That's a big problem for me actually, we've been married 30 years, now we are at 62 houses. A lot of them are very brief. I've been doing better but I don't feel I have a home nowhere, I don't even want to keep moving around anymore. It's like I don't want to go wandering around but I just can't help it, it's what I've been doing since I was a kid so it's in my blood.  But it ain't that fun, when you get older it's a lot rougher. If I could find a place that I felt at home which is probably never I would love to stop moving about.

I'd imagine the touring helps, how did you find the festival season this year?

I did 18 festivals this year! I played all of them V Festival, Reading Leeds, Latitude, Glastonbury and all around Europe. Also this year I did The Isle Of Wight Festival which is huge. John Paul Jones from Led Zeppelin, he's being coming and playing with us at most of the festivals this summer, that's been really funny. I keep thinking to myself "oh there's the dude from Led Zeppellin, what's he doing up here!" I never thought he'd want to play with me. He's the nicest guy I've ever met, not one iota of "I'm so cool" - you would never know he was in that band.

Following all the UK success how has "You Can't Teach An Old Dog New Tricks" been received in America?

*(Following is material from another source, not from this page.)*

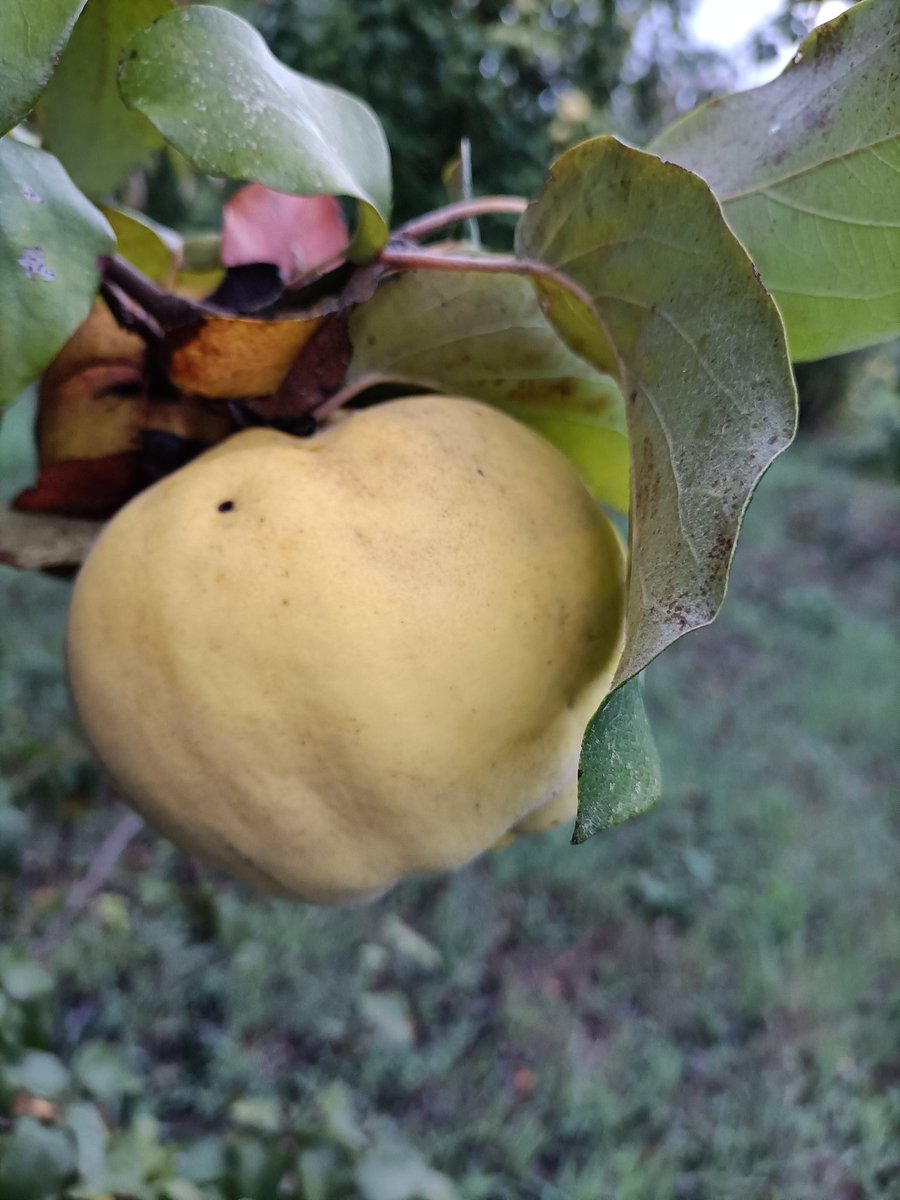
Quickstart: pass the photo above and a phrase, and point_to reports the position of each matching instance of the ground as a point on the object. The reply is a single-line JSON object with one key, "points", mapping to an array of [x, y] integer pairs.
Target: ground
{"points": [[702, 1005]]}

I don't know actually as I haven't really talked to the guys over at 'Third Man' that much lately but they're kind of a small deal. They've mainly been a warehouse putting out singles, they've only just broken into album territory recently, funnily enough with my record. Even Jack's records don't go through there, they go through Warner or CBS so it's mainly been a singles club. Them putting albums out is a bit of a new deal, although I don't have a lot of interest in going to America so I don't go over there to promote or nothing. I was over there in March, went back and did four shows kind of just for fun, then me my drummer went out and busked round San Francisco. That was the most fun I had throughout the whole thing because I used to live round there in 1966. I think the last time I had busked there was in '67 when I made 89 dollars in 35 minutes. The funny thing is a lot of American people don't know who I am so we were just sitting in a doorway playing. But then some European people would come along, see me sitting on the ground and they'd say "hey! I got tickets to see you at Reading, are you alright!" - they'd thought I'd happened on hard times. A lot of people they'd go "do you need help to get back" and I said "man, we just busking". It was a sunny day and we had nothing to do, I've busked a lot in my life so I still go do it sometimes.

What do you think of London's tradition of buskers on the tube?

Well, I used to come here to busk back in the early 70s, but now you get a little badge and a place to stand, it's a little weird. I guess it's okay as they allow them to do it because you used to get moved along. But it seems a little bit less wild, you have to go audition I think? If they like you they give you a badge, it's almost like you're going to a record company asking "do you like me?". Busking for me is standing anywhere, if people like you they give you money, if they don't they don't, you don't need someone telling you your good enough. I don't think they should stop as some people need it, that's how they make their money.

Lastly do you think you can teach an old dog new tricks?

The thing that I do, the reason people like it must be because of what I'm doing, not because of what I ain't doing. In other words if it ain't broke don't fix it. I just go out there and do what I do, I think people will let me know when they are tired of me. Then I'll just go home! I try to learn all the time but the fundamental thing about what I do and myself is that I'm an old guy now and I'm happy with the deal I've got. Like you said, in a kind of funny way it's been shown to me that from the reactions of the people all around that I'm doing alright.